Choi made her official debut at age 17, at the 2008 Summer Olympics in Beijing. She qualified for three swimming events by eclipsing a FINA A-cut of 2:09.46 (200 m butterfly) from the International Swim Meet in Chiba, Japan. On the first night of the preliminaries, she challenged five other swimmers in heat two, including Cyprus' Natallia Hadjiloizou (previously competed for Belarus). She finished behind Estonia's Triin Aljand in second place and 40th overall with a time of 1:00.65. In the 200 m individual medley, she touched out Slovenia's Anja Klinar to take the third spot on the same heat and 24th overall by 0.13 of a second, in a time of 2:15.26. In her third and final event, 200 m butterfly, she rounded out a top seeded heat with a last-place finish by nearly a second behind Brazil's Joanna Melo in 2:11.42. She failed to advance into the semifinals, as she placed 23rd overall in the preliminary heats.

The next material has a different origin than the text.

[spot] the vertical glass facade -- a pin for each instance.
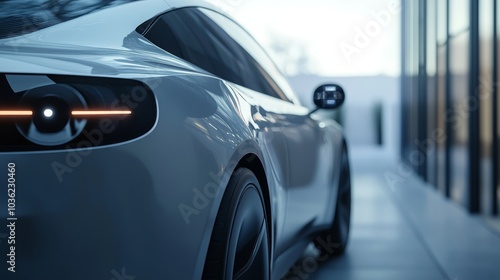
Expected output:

Four years later, Choi qualified for two swimming events at the 2012 Summer Olympics in London by clearing FINA A-standard entry times of 2:13.00 (200 m individual medley) and 2:08.81 (200 m butterfly) from the FINA World Championships in Shanghai, China. In the 200 m individual medley, she finished heat four in sixth place by 0.19 of a second behind Great Britain's Sophie Allen, lowering her Olympic time to 2:14.91. She placed 24th in the preliminary heats, and did not advance further into the semifinals. Unlike her previous Olympics, she registered a tenth-fastest time of 2:08.45 in the 200 m butterfly to secure her spot for the semifinals on the morning's preliminary heats. She failed to qualify for the final, as she finished the semifinal run with a third-slowest time of 2:08.32.